| Principal Financial Group plans to convert from a mutual holding company into a publicly traded stock company.
| "Demutualization provides the greatest flexibility to access capital efficiently." |
Based in Des Moines, Iowa, Principal Financial sells life and health insurance, retirement and investment services, and mortgage banking.
The
company's board of directors voted to create a demutualization plan on
Aug. 22, but does not expect to adopt the plan until the first half of
2001. Demutualization is a process in which a mutual company owned by
policyholders is converted to a publicly traded stock company. "Our study of structural alternatives made it clear that
demutualization provides the greatest flexibility to access capital
efficiently," says J. Barry Griswell, president and CEO of Principal
Financial. In 1998, Principal Financial converted to a mutual holding
company and became a parent company to Principal Financial Group,
Principal Financial Services and Principal Life Insurance Co.
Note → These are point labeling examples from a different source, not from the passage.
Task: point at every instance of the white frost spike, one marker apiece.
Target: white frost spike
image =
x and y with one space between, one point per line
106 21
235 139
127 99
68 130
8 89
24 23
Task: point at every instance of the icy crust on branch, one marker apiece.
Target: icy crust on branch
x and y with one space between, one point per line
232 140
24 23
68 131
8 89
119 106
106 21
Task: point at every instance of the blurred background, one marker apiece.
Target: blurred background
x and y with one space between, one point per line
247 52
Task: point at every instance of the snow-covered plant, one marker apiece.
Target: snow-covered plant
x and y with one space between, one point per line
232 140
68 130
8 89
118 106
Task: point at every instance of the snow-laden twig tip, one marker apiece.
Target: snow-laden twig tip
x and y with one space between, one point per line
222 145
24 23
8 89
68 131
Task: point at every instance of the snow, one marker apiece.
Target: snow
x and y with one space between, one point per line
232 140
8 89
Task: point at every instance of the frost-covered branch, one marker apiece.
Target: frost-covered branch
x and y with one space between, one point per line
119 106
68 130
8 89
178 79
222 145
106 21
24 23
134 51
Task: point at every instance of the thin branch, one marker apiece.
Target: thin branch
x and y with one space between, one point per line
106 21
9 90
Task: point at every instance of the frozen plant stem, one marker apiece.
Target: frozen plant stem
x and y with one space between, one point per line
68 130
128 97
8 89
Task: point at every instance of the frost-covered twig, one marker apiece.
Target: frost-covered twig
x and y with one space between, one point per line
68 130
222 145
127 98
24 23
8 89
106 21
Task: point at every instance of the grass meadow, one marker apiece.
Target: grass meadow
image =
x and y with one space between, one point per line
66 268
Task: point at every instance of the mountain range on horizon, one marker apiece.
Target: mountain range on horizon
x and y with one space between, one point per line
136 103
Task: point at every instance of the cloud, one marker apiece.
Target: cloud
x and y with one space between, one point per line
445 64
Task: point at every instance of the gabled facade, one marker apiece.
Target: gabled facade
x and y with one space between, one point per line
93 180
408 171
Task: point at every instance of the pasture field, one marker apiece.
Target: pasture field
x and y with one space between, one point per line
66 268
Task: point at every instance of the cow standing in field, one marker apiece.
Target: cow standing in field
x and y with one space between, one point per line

Traditionally, a mutual holding company serves as a parent company to a
number of subsidiaries. Ownership of the subsidiaries, in turn, is
generally split between the mutual holding company and outside
investors, with the mutual holding company always maintaining majority
control — usually just over 50 percent. After the board of directors approves of the plan, a
two-thirds vote by policyholders and approval from the Iowa Department
of Insurance is needed prior to an initial public offering (IPO). Through the demutualization plan, Jeff Rader, a
spokesperson for Principal Financial, says that between 800,000 and
900,000 policyholders in the United States will be eligible for
compensation. Rader would not speculate when policyholders might
receive more information about the plan, but said it would not happen
until after the board of directors approves a demutualization plan.